Abrió la boca para responder, pero él se movió. No lentamente, no con un aviso previo, sino con la clase de fluidez que solo alguien acostumbrado a moverse con precisión podía tener.

El espacio entre ellos se redujo en un parpadeo.

Wyn no pudo evitarlo. Retrocedió.

No mucho, pero lo suficiente para que el brillo burlón en los ojos de él se acentuara.

—Qué adorable —murmuró, inclinándose apenas—. Primero juegas a desafiarme, y ahora retrocedes.

Wyn apretó la mandíbula, sintiendo el calor en su piel por la frustración más que por el miedo.

—No retrocedí.

Él inclinó la cabeza con lentitud, estudiándola como si acabara de escuchar algo particularmente ingenuo.

—Claro que lo hiciste.

Wyn sostuvo su mirada, con la mandíbula tensa.

—No retrocedí —repitió, esta vez con más firmeza.

Él entrecerró los ojos, como si midiera la credibilidad de sus palabras. Luego, en lugar de alejarse, se inclinó un poco más, reduciendo la distancia entre ellos con una deliberación calculada.

—¿Seguro? Porque a mí me pareció lo contrario —murmuró, su voz más baja.

Wyn sintió el instinto de moverse, pero esta vez se obligó a quedarse en su sitio.

No iba a darle la satisfacción.

Él la observó por un instante más, sus ojos oscuros examinándola con una intensidad molesta. Entonces, como si hubiese perdido el interés, soltó un resoplido y se apartó.

—Olvídalo —dijo con un desdén despreocupado mientras giraba sobre sus talones—. No importa.

Se movió hacia una de las estanterías y deslizó los dedos por el lomo de varios libros antes de detenerse en uno. Lo sacó con calma, con una familiaridad que sugería que ya lo había leído antes.

Wyn exhaló lentamente, obligando a su cuerpo a relajarse. Apartó un mechón de cabello de su rostro y ladeó la cabeza antes de soltar, con evidente molestia:

—¿Siempre invades el espacio personal de la gente?

Él no la miró, solo pasó los dedos por el borde de la cubierta, como si estuviera decidiendo si valía la pena responder.

—Solo cuando alguien se empeña en ignorar mis señales.

Wyn bufó, sin ocultar su molestia.

—Eres insoportable.

—Y tú eres persistente —dijo con un aire despreocupado—. Supongo que estamos empatados.

Wyn entrecerró los ojos, sintiendo una punzada de curiosidad inesperada.

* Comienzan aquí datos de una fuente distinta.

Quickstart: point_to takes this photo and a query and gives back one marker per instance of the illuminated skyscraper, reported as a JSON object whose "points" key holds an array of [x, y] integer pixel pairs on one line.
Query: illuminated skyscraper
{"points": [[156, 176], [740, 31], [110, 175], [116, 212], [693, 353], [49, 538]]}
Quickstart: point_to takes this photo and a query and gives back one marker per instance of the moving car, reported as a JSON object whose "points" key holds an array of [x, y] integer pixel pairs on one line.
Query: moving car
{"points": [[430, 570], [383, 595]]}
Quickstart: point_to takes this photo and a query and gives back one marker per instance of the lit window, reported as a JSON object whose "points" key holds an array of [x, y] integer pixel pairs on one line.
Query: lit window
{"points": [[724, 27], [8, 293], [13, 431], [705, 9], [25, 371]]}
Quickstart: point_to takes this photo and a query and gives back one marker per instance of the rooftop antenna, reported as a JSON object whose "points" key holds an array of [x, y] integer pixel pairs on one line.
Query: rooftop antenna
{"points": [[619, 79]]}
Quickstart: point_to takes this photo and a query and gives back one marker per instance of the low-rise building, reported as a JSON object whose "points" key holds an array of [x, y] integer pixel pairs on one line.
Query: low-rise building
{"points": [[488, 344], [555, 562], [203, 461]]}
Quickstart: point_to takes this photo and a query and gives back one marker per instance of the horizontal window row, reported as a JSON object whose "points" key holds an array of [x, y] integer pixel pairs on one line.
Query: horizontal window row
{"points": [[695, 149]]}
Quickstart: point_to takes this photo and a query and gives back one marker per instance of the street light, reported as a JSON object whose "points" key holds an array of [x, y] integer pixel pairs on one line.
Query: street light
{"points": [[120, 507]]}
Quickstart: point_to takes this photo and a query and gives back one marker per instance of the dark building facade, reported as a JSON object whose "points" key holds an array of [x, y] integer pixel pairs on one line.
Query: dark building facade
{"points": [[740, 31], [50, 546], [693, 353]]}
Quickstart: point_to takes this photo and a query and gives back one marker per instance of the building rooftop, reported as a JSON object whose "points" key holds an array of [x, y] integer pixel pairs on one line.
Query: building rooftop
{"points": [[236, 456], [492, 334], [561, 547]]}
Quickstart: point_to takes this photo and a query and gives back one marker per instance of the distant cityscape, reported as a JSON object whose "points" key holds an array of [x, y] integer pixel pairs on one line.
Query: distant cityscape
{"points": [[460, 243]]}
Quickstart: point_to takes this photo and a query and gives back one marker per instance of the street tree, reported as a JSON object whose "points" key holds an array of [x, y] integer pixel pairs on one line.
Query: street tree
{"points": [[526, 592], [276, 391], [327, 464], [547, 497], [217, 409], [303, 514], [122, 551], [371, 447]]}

—Todavía no me has dicho tu nombre.

Él se detuvo. No completamente, pero sus dedos, que hasta entonces acariciaban distraídamente el lomo del libro, se quedaron inmóviles por un instante.

—Si tienes suerte, lo descubrirás.

Wyn soltó un suspiro frustrado, pero antes de poder replicar, él le dedicó una última mirada—un desafío silencioso—y se giró sobre sus talones con el libro en mano.

Lo vio alejarse, dejándola con palabras no dichas y la molesta certeza de que, de algún modo, había caído en su juego.